Cryo-STET tomography of T. brucei FAZ filament

EMD-11305

Tomography
EMD-11305 Deposition: 05/07/2020
Map released: 02/12/2020
Last modified: 16/06/2021
Overview Sample Experiment Validation Volume Browser Additional data Links
Sample Organism: Trypanosoma brucei brucei
Sample: FAZ filament T. brucei

Deposition Authors: Trepout S
In situ structural analysis of the flagellum attachment zone in Trypanosoma brucei using cryo-scanning transmission electron tomography.
Trepout S
(2020) J Struct Biol X , 4 , 100033 - 100033
PUBMED: 32775999
DOI: doi:10.1016/j.yjsbx.2020.100033
ISSN: 2590-1524
Abstract:
The flagellum of Trypanosoma brucei is a 20 µm-long organelle responsible for locomotion and cell morphogenesis. The flagellum attachment zone (FAZ) is a multi-protein complex whose function is to attach the flagellum to the cell body but also to guide cytokinesis. Cryo-transmission electron microscopy is a tool of choice to access the structure of the FAZ in a close-to-native state. However, because of the large dimension of the cell body, the whole FAZ cannot be structurally studied in situ at the nanometre scale in 3D using classical transmission electron microscopy approaches.

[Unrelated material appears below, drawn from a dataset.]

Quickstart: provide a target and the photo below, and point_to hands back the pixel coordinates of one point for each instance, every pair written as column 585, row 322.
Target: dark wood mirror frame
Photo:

In the present work, cryo-scanning transmission electron tomography, a new method capable of investigating cryo-fixed thick biological samples, has been used to study whole T. brucei cells at the bloodstream stage. The method has been used to visualise and characterise the structure and organisation of the FAZ filament. It is composed of an array of cytoplasmic stick-like structures. These sticks are heterogeneously distributed between the posterior part and the anterior tip of the cell. This cryo-STET investigation provides new insights into the structure of the FAZ filament. In combination with protein structure predictions, this work proposes a new model for the elongation of the FAZ.